Grüne: kein großer politischer Wurf

Für die Grünen im niedersächsischen Landtag ist der vorgelegte Gesetzentwurf kein "großer politischer Wurf". "Das Grundrecht auf Versammlungsfreiheit wird nicht aus seiner staatlichen Bevormundung befreit," sagte der innenpolitische Sprecher der Grünen in Hannover, Ralf Briese. "Die verantwortliche Behörde hat nach wie vor einen großen Einfluss auf das Demonstrationsgeschehen und kann kontrollieren, verbieten und lenken."
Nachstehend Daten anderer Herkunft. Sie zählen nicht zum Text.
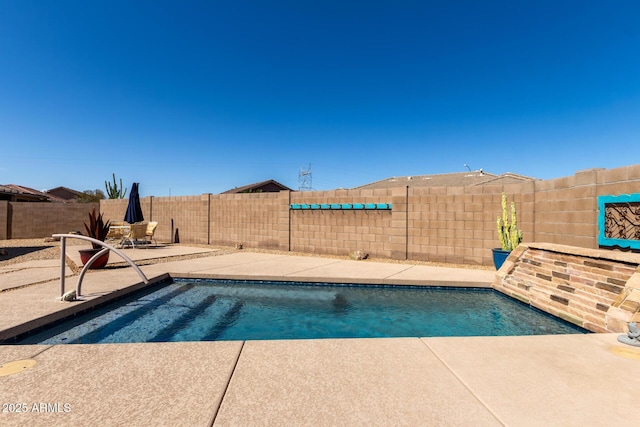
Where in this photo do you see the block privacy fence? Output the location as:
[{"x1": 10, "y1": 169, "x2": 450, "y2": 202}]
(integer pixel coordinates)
[
  {"x1": 0, "y1": 165, "x2": 640, "y2": 265},
  {"x1": 101, "y1": 165, "x2": 640, "y2": 265}
]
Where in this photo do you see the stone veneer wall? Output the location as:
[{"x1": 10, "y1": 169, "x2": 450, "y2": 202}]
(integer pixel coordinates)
[{"x1": 493, "y1": 244, "x2": 640, "y2": 332}]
Briese wertete dennoch positiv, dass das Gesetz nicht den "klassischen Geist Schünemann'scher Repression atmet, sondern auch kleine liberale Akzente aufweist". So sei zum Beispiel die Anmeldefreiheit für Kleindemonstrationen eine sinnvolle Regelung. "Ängstlich bleibt schwarz-gelb dagegen bei der Bannmeile", sagte der Grünen-Politiker. Was der Öffentlichkeit an Demonstrationen zumutbar sei, sei auch den Parlamentariern zumutbar.

Der Entwurf des Versammlungsgesetzes müsse jetzt in großer Öffentlichkeit diskutiert werden, forderte Briese. "Ein zentrales Grundrecht wie die Versammlungsfreiheit darf nicht in Hast und Hektik sofort in den Ausschuss überwiesen werden. Demonstrationen sind öffentlich und Gesetzesberatungen sollten es auch sein."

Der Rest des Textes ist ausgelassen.